Water relations in plants subjected to heavy metal stresses

• Published in: Acta physiologiae plantarum Vol. 38; no. 11; pp. 1 - 13
• Main Author: Rucińska-Sobkowiak, Renata
• Format: Journal Article
• Language: English
• Published: Berlin/Heidelberg Springer Berlin Heidelberg 01.11.2016; Springer Nature B.V
• Subjects: Abscisic acid; Agriculture; Apoplast; Biomedical and Life Sciences; Blood vessels; Deceleration; Detritus; Dieback; Disturbances; Elongation; Gene expression; Guard cells; Gums; Heavy metals; Leaves; Life Sciences; Metal concentrations; Metals; Permeability coefficient; Plant Anatomy/Development; Plant Biochemistry; Plant Genetics and Genomics; Plant Pathology; Plant Physiology; Plants; Review; Roots; Stems; Stomata; Toxicity; Transpiration; Water delivery; Water distribution; Water loss; Water relations; Water supply; Water transfer; Water uptake; Xylem; Water transport; Dehydration; Abscisic acid (ABA); Cytokinin; Aquaporin
• ISSN: 0137-5881; 1861-1664
• DOI: 10.1007/s11738-016-2277-5

Concentrations of heavy metals in soil seldom reach a level sufficient to cause osmotic disturbances in plants.
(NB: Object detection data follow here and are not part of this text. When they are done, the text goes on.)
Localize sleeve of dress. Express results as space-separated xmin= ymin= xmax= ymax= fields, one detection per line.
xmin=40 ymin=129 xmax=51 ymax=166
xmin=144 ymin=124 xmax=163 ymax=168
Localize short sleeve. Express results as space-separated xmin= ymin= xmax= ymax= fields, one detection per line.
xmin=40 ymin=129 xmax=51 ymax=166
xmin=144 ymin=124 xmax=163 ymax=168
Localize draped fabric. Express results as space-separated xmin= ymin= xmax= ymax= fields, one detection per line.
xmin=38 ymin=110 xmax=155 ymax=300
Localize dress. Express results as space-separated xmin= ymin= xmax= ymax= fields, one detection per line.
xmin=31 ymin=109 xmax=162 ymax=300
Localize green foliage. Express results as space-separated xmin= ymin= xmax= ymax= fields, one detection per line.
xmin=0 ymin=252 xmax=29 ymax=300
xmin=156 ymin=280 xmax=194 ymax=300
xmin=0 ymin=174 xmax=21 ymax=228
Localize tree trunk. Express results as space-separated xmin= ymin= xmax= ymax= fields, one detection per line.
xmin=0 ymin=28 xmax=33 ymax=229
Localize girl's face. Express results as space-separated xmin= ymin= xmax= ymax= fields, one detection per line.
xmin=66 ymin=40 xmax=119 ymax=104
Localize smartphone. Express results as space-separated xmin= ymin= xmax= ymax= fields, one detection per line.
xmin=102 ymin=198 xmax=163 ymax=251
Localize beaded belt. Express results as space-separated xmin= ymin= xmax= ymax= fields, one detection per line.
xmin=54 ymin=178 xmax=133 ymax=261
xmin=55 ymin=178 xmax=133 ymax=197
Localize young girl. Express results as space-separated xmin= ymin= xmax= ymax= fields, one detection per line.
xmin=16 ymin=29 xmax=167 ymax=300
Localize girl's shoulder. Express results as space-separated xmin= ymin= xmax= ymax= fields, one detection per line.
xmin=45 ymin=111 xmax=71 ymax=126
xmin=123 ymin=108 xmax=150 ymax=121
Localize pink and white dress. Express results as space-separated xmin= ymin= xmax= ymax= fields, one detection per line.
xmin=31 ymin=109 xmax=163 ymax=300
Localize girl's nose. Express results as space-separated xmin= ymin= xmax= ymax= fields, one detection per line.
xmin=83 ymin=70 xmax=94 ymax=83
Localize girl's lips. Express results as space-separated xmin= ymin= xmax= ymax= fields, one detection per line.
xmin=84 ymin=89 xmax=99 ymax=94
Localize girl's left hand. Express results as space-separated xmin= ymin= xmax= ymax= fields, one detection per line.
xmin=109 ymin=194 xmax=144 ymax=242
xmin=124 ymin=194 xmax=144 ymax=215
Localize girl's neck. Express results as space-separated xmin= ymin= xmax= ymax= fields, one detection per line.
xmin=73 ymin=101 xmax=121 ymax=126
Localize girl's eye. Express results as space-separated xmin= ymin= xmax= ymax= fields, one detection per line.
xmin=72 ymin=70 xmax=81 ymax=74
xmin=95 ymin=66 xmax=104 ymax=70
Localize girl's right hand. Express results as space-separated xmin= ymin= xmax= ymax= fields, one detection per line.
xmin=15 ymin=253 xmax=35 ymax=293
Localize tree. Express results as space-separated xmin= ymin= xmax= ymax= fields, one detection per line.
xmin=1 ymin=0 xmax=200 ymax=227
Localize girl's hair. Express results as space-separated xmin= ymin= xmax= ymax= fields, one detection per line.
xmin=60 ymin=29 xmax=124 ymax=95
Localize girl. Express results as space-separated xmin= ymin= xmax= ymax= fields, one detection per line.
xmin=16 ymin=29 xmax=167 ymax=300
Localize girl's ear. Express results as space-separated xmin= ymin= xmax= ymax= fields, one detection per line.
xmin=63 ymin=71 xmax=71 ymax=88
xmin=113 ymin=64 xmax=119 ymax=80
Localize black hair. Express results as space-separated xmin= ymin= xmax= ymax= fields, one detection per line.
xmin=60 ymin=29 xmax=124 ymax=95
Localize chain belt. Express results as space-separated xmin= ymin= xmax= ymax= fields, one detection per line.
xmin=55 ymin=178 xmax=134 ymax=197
It is likely that water entry to the roots is indirectly governed by other factors which are themselves affected by metals. Decreased elongation of the primary root, impaired secondary growth, increased root dieback, or reduced root hair caused by toxic ions all exert a deleterious effect on the root-absorbing area and water uptake. Moreover, metals are able to decelerate short-distance water transfer both in symplast and apoplast, which in turn reduce the movement of water into the vascular system and affect water supply to the shoot. Long-distance transport is limited also due to decreased hydraulic conductivity in the root, stem and leaf midrib caused by a reduction in the size of vessels and tracheids, and partial blockage of xylem elements by cellular debris or gums. Heavy metals influence water delivery to the shoot due to inhibition of transpiration as they decrease the size of the leaves and the thickness of the lamina, reduce intercellular spaces, affect the density of stomata and decrease their aperture. Stomata closure is induced by direct interaction of toxic metals with guard cells and/or as a consequence of the early effects of metal toxicity on roots and stems. In metal-stressed plants, root-derived ABA or ABA-induced signals might play a role in stomatal movement. Disturbances in water relations trigger differential regulation of aquaporin gene expression, which may contribute to further reductions in water loss.